Vu la procédure suivante :
Procédure contentieuse antérieure :
La société par actions simplifiée Meg Editique et système a demandé au tribunal administratif de Melun de prononcer la décharge des intérêts de retard et de la pénalité de 40 % pour manquement délibéré dont ont été assortis les rappels de taxe sur la valeur ajoutée qui lui ont été réclamés pour les périodes du 1er juillet 2015 au 30 juin 2016 et du 1er juillet 2016 au 30 juin 2017.
Par un jugement n° 2004700 du 25 mai 2023 le tribunal administratif de Melun a rejeté sa demande.
Procédure devant la Cour :
Par une requête et un mémoire complémentaire, enregistrés le 18 juillet 2023 et le 9 novembre 2023, la société Meg Editique et système, représentée par Me Dillemann, demande à la Cour :
1°) d'annuler ce jugement ;
2°) de prononcer la décharge des intérêts de retard et de la pénalité de 40 % pour manquement délibéré dont ont été assortis les rappels de taxe sur la valeur ajoutée qui lui ont été réclamés pour les périodes du 1er juillet 2015 au 30 juin 2016 et du 1er juillet 2016 au 30 juin 2017 ;
3°) de mettre à la charge de l'Etat une somme de 1 500 euros au titre de l'article L. 761-1 du code de justice administrative.
Elle soutient que :
- le taux de retard de 0,40 % par mois appliqué jusqu'au 13 décembre 2017 est bien supérieur au préjudice financier résultant du retard de paiement, ainsi qu'en atteste la circonstance que le législateur est intervenu pour réduire ce taux de moitié par la loi de finances rectificative pour 2017 ; il y a ainsi lieu d'appliquer le taux de 0,20 % par mois à l'ensemble des rectifications ;
- sa mauvaise foi n'est pas démontrée ; les retards de déclaration sont imputables aux difficultés financières qu'a connues la société et non à sa mauvaise foi ; sa bonne foi est attestée par les régularisations spontanées auxquelles elle a procédé ;
- le vérificateur n'avait émis aucune observation lors de la vérification menée en mai 2015 portant sur les périodes du 1er juillet 2011 au 30 juin 2014, ce qui vaut prise de position formelle sur le fondement de l'article L. 80 B du livre des procédures fiscales ;
- sa mauvaise foi ne saurait être davantage retenue en ce qui concerne la taxe sur la valeur ajoutée déduite par anticipation.
Par deux mémoires en défense, enregistrés les 25 septembre et 21 novembre 2023, le ministre de l'économie, des finances et de la souveraineté industrielle et numérique conclut au rejet de la requête.
Il fait valoir qu'aucun des moyens soulevés par la société requérante n'est fondé.
Vu les autres pièces du dossier.
Vu :
- le code général des impôts et le livre des procédures fiscales ;
- la loi n° 2017-1775 du 28 décembre 2017 ;
- le code de justice administrative.
Les parties ont été régulièrement averties du jour de l'audience.
Ont été entendus au cours de l'audience publique :
- le rapport de M. Dubois ;
- les conclusions de Mme de Phily, rapporteure publique ;
- et les observations de Me Dillemann, pour la société Meg Editique et système.
Considérant ce qui suit :
1. La société Meg Editique et système, qui exerce une activité de conseil en systèmes et logiciels informatiques, a fait l'objet d'une vérification de comptabilité au titre de la période du 1er juillet 2014 au 30 juin 2017. Par une proposition de rectification du 11 juillet 2018, l'administration fiscale lui a notifié, selon la procédure de rectification contradictoire de l'article L. 55 du livre des procédures fiscales, des rappels de taxe sur la valeur ajoutée, assortis des intérêts de retard et de la majoration pour manquement délibéré prévue par l'article 1729 du code général des impôts.
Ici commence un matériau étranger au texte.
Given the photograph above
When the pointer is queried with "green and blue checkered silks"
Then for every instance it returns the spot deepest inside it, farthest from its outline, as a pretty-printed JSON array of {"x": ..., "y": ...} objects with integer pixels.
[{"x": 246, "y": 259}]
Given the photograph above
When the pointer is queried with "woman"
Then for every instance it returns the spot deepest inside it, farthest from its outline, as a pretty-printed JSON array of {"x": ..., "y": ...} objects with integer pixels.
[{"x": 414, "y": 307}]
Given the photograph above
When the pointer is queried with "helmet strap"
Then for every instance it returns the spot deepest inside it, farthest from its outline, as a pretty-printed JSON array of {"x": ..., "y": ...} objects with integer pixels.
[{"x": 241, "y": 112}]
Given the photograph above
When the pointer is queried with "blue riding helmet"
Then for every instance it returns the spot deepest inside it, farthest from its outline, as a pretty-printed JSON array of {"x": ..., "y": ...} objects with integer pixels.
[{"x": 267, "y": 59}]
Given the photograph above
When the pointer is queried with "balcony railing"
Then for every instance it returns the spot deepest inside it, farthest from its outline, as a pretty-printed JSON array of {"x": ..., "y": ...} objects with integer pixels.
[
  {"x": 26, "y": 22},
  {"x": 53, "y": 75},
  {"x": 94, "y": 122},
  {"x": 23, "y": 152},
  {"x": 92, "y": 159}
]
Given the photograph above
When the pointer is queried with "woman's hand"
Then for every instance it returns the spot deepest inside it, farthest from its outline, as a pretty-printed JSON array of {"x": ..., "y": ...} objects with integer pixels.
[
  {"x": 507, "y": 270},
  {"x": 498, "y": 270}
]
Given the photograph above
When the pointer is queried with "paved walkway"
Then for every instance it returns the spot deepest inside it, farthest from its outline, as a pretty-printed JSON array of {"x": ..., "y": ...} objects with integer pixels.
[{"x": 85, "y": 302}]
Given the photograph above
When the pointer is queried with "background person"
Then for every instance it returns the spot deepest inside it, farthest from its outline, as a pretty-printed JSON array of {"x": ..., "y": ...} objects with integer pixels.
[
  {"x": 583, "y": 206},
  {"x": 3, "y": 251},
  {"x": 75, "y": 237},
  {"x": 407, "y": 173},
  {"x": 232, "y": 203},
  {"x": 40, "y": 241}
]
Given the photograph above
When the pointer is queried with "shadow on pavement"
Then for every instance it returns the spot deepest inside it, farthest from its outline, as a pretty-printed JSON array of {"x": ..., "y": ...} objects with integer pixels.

Les impositions supplémentaires ont été mises en recouvrement le 15 novembre 2018 pour un montant de 571 853 euros. La réclamation formée le 12 décembre 2018 par la société relativement aux seuls intérêts de retard et pénalités pour manquement délibéré a été rejetée par une décision du 5 juin 2020. La société Meg Editique et système relève appel du jugement n° 2004700 du 25 mai 2023 par lequel le tribunal administratif de Melun a rejeté sa demande de décharge des intérêts de retard et des pénalités pour manquement délibéré mis à sa charge.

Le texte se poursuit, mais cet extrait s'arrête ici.